Derek McInnes comes home. Nearly a quarter of a century after he last pulled on a Rangers shirt, the former midfielder has walked back through the doors at Ibrox, this time as manager, on a three-year deal.

The club confirmed his appointment on Thursday, drawing a firm line under the brief Rohl era and placing their faith in a coach who knows the Scottish game – and Rangers – as deeply as anyone in the modern era.

A Rangers man returns

McInnes is not arriving as a sentimental choice. He returns to Govan with more than 800 games of managerial experience behind him and a reputation freshly burnished by an outstanding season at Hearts, where he swept the PFA Scotland, SPFL and SFWA Manager of the Year awards.

He also returns as a man who understands the weight of the badge. Between 1995 and 2000, McInnes made over 150 appearances for the club, part of a Rangers side that knew only one standard: winning.

Now, at 54, he inherits that expectation in its most unforgiving form.

"It is a real honour to become the manager of Rangers Football Club," McInnes said, speaking as a boyhood fan handed the job of a lifetime. "It is no secret that I grew up a Rangers supporter, and I am convinced this is the right time to take on this prestigious role given the club’s structure, and leadership from Andrew, the Board, and Jim.

"The demands here are clear, and our supporters rightfully have high expectations. It is up to me, my staff and my players to meet those expectations, and have this club performing as it should.

"There is a lot of hard work ahead, but already the preparations have begun, and I am looking forward to meeting the current squad in the coming weeks and welcoming some new faces."

Building his own dugout team

Rangers have moved quickly to give their new manager a backroom team he trusts. Alan Archibald, Paul Sheerin and Craig Clark will join McInnes at Ibrox, a staff built around familiarity, continuity of ideas and a clear understanding of the domestic landscape.

The message is obvious: this is not a lone rebuild, but a collective one.

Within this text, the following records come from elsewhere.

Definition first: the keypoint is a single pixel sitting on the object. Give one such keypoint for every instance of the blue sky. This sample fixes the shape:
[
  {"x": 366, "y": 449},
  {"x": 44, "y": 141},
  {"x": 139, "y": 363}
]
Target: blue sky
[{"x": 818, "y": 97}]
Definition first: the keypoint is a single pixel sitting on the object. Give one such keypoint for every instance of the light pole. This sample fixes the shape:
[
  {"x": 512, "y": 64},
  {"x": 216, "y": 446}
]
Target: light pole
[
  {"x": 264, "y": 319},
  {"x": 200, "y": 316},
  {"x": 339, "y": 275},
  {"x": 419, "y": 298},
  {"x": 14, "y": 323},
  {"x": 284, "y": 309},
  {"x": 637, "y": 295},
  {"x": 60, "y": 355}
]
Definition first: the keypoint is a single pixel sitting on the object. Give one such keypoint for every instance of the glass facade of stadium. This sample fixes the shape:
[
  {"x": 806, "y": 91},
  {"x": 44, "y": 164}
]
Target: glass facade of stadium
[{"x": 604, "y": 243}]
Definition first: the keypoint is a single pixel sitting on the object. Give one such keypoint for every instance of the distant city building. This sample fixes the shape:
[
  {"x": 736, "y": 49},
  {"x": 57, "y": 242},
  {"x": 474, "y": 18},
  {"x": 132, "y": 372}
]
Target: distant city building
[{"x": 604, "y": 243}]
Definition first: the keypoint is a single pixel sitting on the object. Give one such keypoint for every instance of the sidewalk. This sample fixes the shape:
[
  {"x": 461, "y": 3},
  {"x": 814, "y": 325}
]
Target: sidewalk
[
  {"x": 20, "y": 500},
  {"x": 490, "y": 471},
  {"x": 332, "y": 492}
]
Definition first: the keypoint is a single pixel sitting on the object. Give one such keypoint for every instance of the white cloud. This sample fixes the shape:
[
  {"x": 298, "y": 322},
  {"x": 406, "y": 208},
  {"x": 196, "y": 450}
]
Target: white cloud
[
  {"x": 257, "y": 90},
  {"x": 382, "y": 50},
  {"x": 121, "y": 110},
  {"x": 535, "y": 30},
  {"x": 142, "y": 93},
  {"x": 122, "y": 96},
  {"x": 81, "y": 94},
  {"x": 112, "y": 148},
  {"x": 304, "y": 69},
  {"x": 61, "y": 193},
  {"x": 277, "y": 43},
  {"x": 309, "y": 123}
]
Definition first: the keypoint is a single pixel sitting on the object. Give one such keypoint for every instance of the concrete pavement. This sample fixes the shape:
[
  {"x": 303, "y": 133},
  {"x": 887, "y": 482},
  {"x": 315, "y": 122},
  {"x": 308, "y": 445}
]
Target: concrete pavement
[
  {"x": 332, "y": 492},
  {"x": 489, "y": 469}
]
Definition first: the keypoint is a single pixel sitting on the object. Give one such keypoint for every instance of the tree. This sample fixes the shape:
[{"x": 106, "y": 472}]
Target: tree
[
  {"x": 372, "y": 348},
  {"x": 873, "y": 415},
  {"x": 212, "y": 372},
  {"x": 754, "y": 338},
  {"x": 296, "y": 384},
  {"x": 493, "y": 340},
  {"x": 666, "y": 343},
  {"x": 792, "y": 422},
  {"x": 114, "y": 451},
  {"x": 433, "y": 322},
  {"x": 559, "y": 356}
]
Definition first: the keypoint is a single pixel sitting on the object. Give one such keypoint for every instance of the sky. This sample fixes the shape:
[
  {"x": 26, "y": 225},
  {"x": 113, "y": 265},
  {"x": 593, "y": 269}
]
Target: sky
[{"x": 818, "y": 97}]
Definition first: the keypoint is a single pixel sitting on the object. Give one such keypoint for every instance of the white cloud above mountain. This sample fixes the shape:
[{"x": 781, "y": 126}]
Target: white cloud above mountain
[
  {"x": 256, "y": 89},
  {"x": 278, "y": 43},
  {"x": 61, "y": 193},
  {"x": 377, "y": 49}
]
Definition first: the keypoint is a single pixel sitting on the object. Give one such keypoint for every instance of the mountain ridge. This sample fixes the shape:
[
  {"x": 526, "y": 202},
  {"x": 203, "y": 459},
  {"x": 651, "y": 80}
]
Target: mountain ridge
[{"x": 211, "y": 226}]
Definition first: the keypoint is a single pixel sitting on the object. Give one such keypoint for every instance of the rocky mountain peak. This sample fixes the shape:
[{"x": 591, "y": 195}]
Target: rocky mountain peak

McInnes’ managerial journey has taken in St Johnstone, Bristol City, Aberdeen, Kilmarnock and Hearts. Each stop has added another layer of experience in different environments and under different pressures. At Aberdeen he turned a sleeping giant into a persistent challenger. At Kilmarnock and Hearts he reinforced his reputation as a coach who can organise, galvanise and sustain standards across a season.

Rangers now expect him to do all of that at a club where second place is never enough.

Rohl out, Salzburg in

His arrival closes the chapter on Rohl, whose departure was confirmed earlier in the week. The German coach has chosen to resume his career in the Austrian Bundesliga with Red Bull Salzburg, a move that underlines the speed with which the landscape can shift at the top end of European football.

Rangers, though, have wasted no time in defining their new direction.

Chairman Andrew Cavenagh underlined the board’s conviction in the appointment. "I am delighted to welcome Derek to Rangers. He is someone we have always rated highly, and we believe he is exactly what this club needs at this moment in time.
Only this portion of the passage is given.